Importantly, the Ne of a population is often many times smaller than the
census size (N) of the population, the Ne/N ratio averaging just 0.11
in a survey of vertebrate species (Frankham, 1995b). While estimates of
Ne can be gained using direct methods based on field data (estimates of
sex ratio bias, offspring production, variation in family size etc.),
obtaining such data can be very cumbersome in many wild populations, especially
in aquatic species. Hence, indirect methods for Ne estimation based on
molecular marker data have also been developed. From a practical viewpoint,
these methods can be broken down into two categories: those that require
data from a single population sample (single generation methods: e.g.,
Hill, 1981; Pudovkin et al., 1996; Beaumont, 1999; Luikart and
Cornuet, 1999) and those requiring samples from the same population collected
at least one generation apart (temporal methods: Waples, 1989; Anderson
et al., 2000; Wang, 2001; Berthier et al., 2002). An important
recent advance has been the development of methods which take into consideration
the effects of migration on Ne estimation. The major limitation to use
of these methods is that double the sampling effort is required. The change
in allele frequencies (F) between sample periods is an inverse
function of Ne. Therefore, Ne can be derived from the amount of change
in allele frequencies (Nei and Tajima, 1981; Waples, 1991). However, this
estimator uses only the first two moments of the allele frequency distribution
to obtain Ne and a number of approximations are made in its derivation.
Several studies have noted that it is often biased high.
DISCUSSION
The development of molecular markers for genetic analysis has led to great increase in our knowledge of livestock genetics and our understanding of the structure and behaviour of animal genomes. For example, Selection of bulls for artificial inseminations is a very large contributor to decisions affecting genetic progress in current dairy cattle improvement with increasing knowledge of position and effects of major loci for quantitative variation, modification of traditional selection procedures based only on phenotypes will be needed. Molecular data will help eliminate undesirable alleles and increase favorable alleles (Rahimi et al., 2006). In recent years, the demonstration of genetic polymorphism at the DNA sequence level has provided a large number of marker techniques with variety of applications. However, utilization of marker-based information for genetic improvement depends on the choice of an appropriate marker system for a given application. For example, different types of markers have been used in paternity testing.
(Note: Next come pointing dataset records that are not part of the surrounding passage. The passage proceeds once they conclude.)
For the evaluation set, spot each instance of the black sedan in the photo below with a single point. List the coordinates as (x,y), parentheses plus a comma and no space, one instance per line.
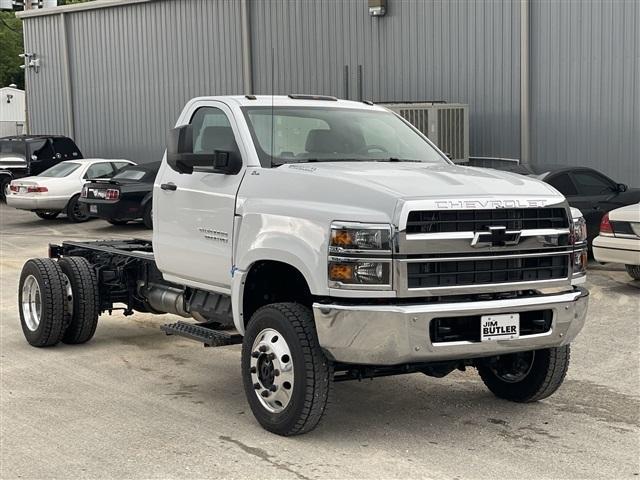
(592,192)
(126,196)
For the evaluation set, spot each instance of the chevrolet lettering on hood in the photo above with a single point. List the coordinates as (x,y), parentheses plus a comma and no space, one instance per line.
(468,204)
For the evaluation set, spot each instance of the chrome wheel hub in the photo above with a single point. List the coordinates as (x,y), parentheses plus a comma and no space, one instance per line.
(272,370)
(31,303)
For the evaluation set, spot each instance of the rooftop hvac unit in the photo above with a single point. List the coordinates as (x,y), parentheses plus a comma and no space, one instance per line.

In recent years, microsatellite markers have been used, because of their large polymorphism information content, widespread distribution in the genome, the type of samples that can be used the possibility to process several samples at the same time and the fact that the results are easy to interpret (Baron, 2002). Marker assisted selection is starting to be implemented in nucleus breeding programs. Trait heritability is the most important factor influencing the effectiveness of MAS. MAS seems to be most promising for traits with low heritability. But trait heritability is also of major importance for accuracy in the mapping of QTLs. Low heritability reduces the power of detecting QTLs, which is based on correlation between phenotype and marker genotype. This could mean that for well-mapped QTLs MAS may add little to phenotypic selection, while for traits with a very low heritability the underlying QTLs cannot be identified. It is the area in between these two extreme cases that looks most promising for application of MAS. If QTLs can be mapped for a trait having a low heritability the accuracy of the QTL position may not be very high, which is reflected in a large QTL support interval on the genetic map (Lee, 1995).